Principal Component Analysis PCA
Many times we face the need to analysis data collections that have a large number of variables. This leads to some problems when performing analysis trying to get information out from the data. When trying to use multivariate regression analysis to describe or predict we may not know which variables to use; even using different approaches as backward or forward selection could be costly. Not only that, it could bring another problem: multicollinearity. Those approaches do not care about the correlation of the selected x’s, making multiple regression difficult. Here is when PCA comes in handy.
Principal Component Analysis helps into identifying commonalities among the variables and grouping them into components that we should interpret hoping to find common sense in them. By doing these we may drop or surrogate variables not just for the statistical benefit of our regression model. We may actually select which variables to use and what to do with those left aside.

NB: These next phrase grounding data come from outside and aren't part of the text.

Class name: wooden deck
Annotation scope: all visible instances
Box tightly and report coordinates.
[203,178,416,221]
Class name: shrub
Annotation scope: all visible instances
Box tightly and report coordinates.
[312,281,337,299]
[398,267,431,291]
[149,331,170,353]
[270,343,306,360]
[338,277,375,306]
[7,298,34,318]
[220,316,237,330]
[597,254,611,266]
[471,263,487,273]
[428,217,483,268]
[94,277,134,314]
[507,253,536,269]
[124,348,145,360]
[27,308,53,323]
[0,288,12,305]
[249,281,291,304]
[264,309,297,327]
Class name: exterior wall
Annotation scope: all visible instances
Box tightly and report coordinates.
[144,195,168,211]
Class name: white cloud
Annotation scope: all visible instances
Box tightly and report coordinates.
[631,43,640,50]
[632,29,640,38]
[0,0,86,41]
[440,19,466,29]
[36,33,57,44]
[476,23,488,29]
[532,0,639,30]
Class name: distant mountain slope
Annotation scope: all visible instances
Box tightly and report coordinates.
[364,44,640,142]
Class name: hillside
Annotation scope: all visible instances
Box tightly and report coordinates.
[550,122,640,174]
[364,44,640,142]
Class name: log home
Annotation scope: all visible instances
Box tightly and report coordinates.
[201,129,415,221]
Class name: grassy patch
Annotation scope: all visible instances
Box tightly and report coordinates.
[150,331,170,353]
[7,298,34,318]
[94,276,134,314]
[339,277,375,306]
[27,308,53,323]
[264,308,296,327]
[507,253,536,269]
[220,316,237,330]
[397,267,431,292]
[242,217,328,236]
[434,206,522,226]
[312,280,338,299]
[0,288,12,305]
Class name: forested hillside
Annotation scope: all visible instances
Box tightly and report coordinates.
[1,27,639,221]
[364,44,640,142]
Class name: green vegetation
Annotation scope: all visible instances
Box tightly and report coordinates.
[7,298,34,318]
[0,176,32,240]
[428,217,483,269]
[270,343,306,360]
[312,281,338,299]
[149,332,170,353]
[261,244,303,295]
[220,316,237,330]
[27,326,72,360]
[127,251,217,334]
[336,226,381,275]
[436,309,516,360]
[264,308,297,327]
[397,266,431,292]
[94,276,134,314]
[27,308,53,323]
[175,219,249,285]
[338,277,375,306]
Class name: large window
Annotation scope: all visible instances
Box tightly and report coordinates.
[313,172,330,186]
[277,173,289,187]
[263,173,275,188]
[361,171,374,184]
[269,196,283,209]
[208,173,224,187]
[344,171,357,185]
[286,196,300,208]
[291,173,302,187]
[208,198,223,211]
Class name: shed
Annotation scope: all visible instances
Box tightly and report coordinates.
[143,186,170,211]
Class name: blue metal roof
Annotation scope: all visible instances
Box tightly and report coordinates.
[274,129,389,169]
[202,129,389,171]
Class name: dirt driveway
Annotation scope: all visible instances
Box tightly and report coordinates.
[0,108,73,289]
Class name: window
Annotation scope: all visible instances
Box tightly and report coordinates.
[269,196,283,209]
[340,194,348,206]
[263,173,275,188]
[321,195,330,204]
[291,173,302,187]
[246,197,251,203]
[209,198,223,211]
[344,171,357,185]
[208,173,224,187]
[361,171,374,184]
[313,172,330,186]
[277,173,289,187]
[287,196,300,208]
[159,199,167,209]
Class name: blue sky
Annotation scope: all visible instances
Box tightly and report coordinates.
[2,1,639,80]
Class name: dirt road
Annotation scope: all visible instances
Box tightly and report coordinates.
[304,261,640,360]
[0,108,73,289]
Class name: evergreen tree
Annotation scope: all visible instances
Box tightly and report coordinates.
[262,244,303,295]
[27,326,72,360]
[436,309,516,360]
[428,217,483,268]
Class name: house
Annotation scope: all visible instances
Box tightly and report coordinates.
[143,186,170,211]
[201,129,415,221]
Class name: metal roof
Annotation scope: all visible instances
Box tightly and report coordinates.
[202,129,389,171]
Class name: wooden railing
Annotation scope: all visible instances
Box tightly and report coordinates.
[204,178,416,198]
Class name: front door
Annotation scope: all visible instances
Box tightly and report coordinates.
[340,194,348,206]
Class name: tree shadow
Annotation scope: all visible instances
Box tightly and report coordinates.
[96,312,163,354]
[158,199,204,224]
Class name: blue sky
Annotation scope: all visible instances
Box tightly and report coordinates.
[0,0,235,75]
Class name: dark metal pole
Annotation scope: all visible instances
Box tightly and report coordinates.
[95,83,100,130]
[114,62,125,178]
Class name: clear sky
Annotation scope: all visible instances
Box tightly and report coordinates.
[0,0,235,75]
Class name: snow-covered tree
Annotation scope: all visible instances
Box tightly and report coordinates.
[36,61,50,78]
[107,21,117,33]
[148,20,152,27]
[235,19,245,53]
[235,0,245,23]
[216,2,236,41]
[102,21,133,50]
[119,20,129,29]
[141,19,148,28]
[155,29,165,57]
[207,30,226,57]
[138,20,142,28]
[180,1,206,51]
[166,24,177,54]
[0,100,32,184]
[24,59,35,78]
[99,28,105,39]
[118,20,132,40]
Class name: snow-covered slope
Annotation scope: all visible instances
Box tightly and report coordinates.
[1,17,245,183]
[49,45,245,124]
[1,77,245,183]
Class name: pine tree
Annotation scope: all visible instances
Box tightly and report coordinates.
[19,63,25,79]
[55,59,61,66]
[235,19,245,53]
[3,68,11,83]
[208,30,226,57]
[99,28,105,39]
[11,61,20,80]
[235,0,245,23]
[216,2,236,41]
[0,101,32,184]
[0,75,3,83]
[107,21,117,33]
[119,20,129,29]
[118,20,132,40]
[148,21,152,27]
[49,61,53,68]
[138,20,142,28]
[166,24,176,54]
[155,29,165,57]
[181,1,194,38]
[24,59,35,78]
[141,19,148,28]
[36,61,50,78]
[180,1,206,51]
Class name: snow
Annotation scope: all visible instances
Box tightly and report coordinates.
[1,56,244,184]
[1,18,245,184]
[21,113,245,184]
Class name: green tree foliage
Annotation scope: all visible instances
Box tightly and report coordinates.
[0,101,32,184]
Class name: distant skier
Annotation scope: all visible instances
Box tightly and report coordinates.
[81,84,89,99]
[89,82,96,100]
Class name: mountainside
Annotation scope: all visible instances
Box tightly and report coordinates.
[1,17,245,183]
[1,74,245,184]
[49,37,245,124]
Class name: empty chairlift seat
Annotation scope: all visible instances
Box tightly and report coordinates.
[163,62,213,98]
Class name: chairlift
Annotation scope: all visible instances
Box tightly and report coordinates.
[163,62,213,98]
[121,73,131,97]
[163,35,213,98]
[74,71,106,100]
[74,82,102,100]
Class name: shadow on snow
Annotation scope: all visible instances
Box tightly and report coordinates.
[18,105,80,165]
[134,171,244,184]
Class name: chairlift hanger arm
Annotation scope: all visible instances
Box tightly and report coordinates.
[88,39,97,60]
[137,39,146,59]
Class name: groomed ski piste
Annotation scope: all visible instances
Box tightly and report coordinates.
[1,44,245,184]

PCA is a mathematical approach rather that a statistical one. By using the directions (eigenvectors) and the spread in each direction (eigenvalues) we may rearrange the variables in order to gather the most variance possible in just few components. At least thats what we hope for. So we know that even when we transform the data the meaning and its relation remains.PCA is an interesting a powerful tool, could be use in different steps of data mining. For dimension reduction as it helps us to perform feature extraction; and for pattern discovery as we may use it to describe a phenomena.
Most important & difficult task – Explaining it
We have recently use PCA to describe the interrelation client and customers; we identify that the most challenging part in performing this analysis is making your client able to understand it. So try to tell a coherent story. Not and easy task when trying to explain how merging variables helps into identify patterns in a relationship. Trying to surrogate a single variable may be the best approach, you might loose predictive power, but explaining the phenomena gets easier. If you get an eureka moment in your customer then the adoption process could get closer.